Die Hauptprotagonistin ist Marina. Sie lebt mit ihrer Tochter Lisa auf Sylt und ist Inhaberin des Restaurants Sölbloom. Nachdem ihr Mann bei einem Surfunfall ums Leben gekommen ist, hat sich ihr Leben um 180 Grad gedreht. Es scheint fast so, als ob sie in allen Aktivitäten eine Gefahr sieht und so schränkt sie ihre Tochter auch immer mehr ein. Ihre Schwester Fine versucht ihr ein wenig ins Gewissen zu reden und sie darauf aufmerksam zu machen, welsche Erlebnisse sie in ihrer Kindheit erleben durfte und dass sie diese Chance ihrem Kind nicht zugesteht. Doch Marina kann nicht über ihren Schatten springen und setzt dadurch ihre Tochter auch Hänseleien von Mitschülern aus.

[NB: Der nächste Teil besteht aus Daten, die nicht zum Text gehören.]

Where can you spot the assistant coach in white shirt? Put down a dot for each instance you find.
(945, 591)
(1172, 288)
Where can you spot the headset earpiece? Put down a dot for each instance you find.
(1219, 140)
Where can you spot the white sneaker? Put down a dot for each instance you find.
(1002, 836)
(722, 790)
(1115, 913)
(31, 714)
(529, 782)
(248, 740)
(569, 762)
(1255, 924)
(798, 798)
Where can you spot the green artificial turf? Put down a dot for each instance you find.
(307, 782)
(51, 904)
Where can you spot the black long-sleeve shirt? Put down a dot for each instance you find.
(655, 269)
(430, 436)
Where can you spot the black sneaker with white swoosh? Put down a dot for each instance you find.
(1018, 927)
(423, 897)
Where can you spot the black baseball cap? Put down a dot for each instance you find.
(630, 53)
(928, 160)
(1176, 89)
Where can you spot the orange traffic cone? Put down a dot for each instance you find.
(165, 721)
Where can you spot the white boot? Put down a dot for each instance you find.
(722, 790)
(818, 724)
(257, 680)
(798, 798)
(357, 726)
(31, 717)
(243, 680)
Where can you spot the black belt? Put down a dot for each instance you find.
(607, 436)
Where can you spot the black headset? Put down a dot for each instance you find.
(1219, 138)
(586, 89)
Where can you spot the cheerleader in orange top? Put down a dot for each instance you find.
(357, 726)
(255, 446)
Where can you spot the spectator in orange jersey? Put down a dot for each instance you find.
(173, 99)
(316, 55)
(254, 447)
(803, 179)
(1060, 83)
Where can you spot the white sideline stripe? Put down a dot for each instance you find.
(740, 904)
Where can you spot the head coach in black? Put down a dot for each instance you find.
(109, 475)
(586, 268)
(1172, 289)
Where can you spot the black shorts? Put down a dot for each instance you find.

Nach dem Tod waren ihre Familie und Oliver immer für sie da und er ist ein toller Patenonkel für Lisa. Doch plötzlich schleichen sich da auch romantische Gefühle zwischen die Beiden. Erst als die Mutter von Felix ihnen sagt, dass sie ein schönes Paar wären und ihr Sohn nichts dagegen hätte, hören sie auf gegen die Gefühle anzukämpfen. Doch Oliver hat ein Geheimnis, was die neue Beziehung gefährden könnte. Was passierte wirklich an dem Tag, als er mit Felix surfen war und nur einer lebend zurück an Land kam? Kann Marina sich ganz auf ihn einlassen oder wird sie einen Rückzieher machen, weil er sich als Pilot jeden Tag einer enormen Gefahr aussetzt zu sterben? Wie lange wird Lisa sich noch einschränken lassen und warum möchte sie so unbedingt reiten? Kann es mit dieser Vorbelastung ein Happy End für Marina, Lisa und Oliver geben?

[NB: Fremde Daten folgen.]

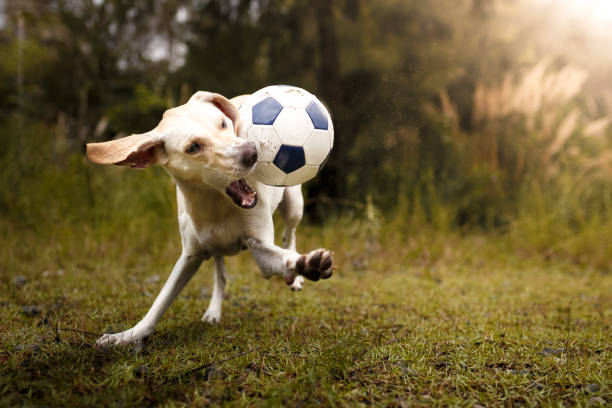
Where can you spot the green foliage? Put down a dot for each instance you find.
(413, 317)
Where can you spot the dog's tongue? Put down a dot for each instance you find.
(242, 194)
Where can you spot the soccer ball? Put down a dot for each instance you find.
(293, 133)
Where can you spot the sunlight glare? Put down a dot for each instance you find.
(594, 10)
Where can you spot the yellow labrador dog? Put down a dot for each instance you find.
(221, 210)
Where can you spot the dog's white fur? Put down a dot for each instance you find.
(211, 225)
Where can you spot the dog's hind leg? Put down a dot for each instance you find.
(213, 313)
(183, 271)
(291, 209)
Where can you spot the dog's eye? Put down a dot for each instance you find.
(193, 148)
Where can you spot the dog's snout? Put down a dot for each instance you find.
(248, 154)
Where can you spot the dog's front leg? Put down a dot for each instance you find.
(185, 268)
(273, 260)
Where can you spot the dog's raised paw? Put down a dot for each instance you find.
(297, 283)
(315, 265)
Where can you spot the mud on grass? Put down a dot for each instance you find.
(423, 322)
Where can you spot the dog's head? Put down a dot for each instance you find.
(196, 142)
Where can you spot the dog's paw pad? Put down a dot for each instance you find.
(315, 265)
(212, 317)
(297, 283)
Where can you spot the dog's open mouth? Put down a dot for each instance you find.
(242, 194)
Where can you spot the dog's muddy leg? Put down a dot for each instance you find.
(291, 209)
(272, 260)
(185, 268)
(213, 313)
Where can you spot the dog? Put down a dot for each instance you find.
(221, 210)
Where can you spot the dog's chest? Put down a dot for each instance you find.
(221, 238)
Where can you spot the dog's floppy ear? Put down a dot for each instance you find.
(222, 103)
(137, 151)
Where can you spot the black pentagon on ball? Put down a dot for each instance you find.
(289, 158)
(317, 116)
(266, 111)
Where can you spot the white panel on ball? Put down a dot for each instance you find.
(294, 126)
(270, 173)
(266, 140)
(317, 147)
(301, 174)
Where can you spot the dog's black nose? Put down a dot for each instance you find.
(248, 154)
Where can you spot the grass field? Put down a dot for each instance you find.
(420, 319)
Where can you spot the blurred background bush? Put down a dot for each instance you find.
(454, 116)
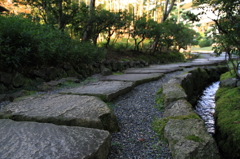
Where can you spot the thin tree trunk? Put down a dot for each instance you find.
(88, 32)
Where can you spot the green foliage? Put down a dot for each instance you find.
(26, 44)
(205, 42)
(228, 121)
(194, 138)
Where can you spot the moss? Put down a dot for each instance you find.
(194, 138)
(117, 73)
(228, 121)
(159, 124)
(229, 74)
(159, 91)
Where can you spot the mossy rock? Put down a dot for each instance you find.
(227, 119)
(172, 92)
(189, 139)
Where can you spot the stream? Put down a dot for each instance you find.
(205, 107)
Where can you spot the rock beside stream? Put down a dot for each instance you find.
(189, 139)
(26, 140)
(71, 110)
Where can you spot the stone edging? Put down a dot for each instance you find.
(184, 130)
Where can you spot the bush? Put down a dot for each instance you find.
(205, 43)
(25, 44)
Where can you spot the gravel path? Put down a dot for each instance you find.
(135, 112)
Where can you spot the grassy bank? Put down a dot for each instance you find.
(227, 119)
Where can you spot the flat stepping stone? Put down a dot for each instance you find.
(25, 140)
(106, 90)
(71, 110)
(135, 78)
(151, 70)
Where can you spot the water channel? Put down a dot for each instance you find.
(205, 107)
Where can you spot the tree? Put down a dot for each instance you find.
(227, 22)
(168, 8)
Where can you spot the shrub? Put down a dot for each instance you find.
(205, 43)
(25, 44)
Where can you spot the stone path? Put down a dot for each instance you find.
(74, 123)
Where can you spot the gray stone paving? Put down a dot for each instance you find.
(76, 108)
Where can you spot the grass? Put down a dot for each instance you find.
(228, 119)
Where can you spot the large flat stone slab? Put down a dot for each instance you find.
(151, 70)
(72, 110)
(172, 92)
(136, 78)
(189, 139)
(32, 140)
(106, 90)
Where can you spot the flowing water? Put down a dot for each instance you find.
(205, 107)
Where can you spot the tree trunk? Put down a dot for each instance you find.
(164, 18)
(60, 15)
(88, 31)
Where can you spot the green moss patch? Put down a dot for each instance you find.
(228, 121)
(194, 138)
(229, 74)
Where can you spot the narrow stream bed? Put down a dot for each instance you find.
(135, 112)
(205, 107)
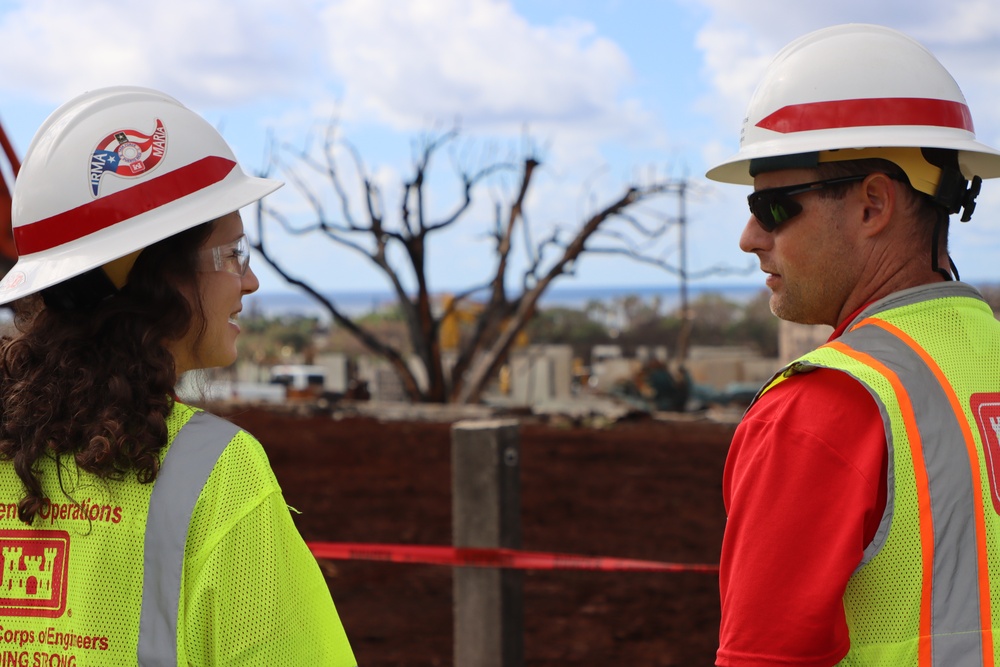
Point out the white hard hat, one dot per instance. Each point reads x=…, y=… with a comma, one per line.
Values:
x=114, y=171
x=854, y=86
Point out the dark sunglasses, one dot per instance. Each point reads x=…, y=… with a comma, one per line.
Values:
x=773, y=206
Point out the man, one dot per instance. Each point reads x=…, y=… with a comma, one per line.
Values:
x=860, y=487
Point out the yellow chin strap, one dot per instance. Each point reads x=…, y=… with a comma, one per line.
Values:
x=923, y=175
x=117, y=270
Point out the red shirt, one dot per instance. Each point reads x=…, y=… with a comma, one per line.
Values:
x=804, y=488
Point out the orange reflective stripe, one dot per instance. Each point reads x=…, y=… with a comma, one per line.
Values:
x=923, y=491
x=982, y=557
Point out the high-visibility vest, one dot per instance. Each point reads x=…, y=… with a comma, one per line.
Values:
x=204, y=566
x=926, y=591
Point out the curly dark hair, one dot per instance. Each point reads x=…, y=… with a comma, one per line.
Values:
x=96, y=382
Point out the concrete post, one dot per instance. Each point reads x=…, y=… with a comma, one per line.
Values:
x=486, y=512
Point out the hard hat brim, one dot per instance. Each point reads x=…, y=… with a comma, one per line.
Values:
x=35, y=272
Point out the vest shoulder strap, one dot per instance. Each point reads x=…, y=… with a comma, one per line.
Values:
x=185, y=469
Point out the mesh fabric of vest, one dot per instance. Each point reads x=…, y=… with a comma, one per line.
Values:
x=883, y=597
x=252, y=593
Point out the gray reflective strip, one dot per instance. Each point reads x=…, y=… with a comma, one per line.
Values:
x=955, y=600
x=185, y=469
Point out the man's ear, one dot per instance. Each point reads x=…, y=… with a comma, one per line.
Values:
x=878, y=202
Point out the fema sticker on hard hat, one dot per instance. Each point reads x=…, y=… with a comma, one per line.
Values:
x=128, y=154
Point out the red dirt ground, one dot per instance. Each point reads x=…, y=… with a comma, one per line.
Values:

Die Autorin hat gleich mehrere schwierige Themen angesprochen, den Roman aber trotzdem nicht zu erdrückend wirken lassen. Sind die Dinge im Leben, die einen am glücklichsten machen, auch immer die gefährlichsten? Und kann ein Leben lebensfertig und fröhlich sein, wenn man immer darauf bedacht ist, sich keinerlei Gefahren auszusetzen? Wie kann man ein Gleichgewicht finden und sein Leben genießen, ohne ständig Angst zu haben?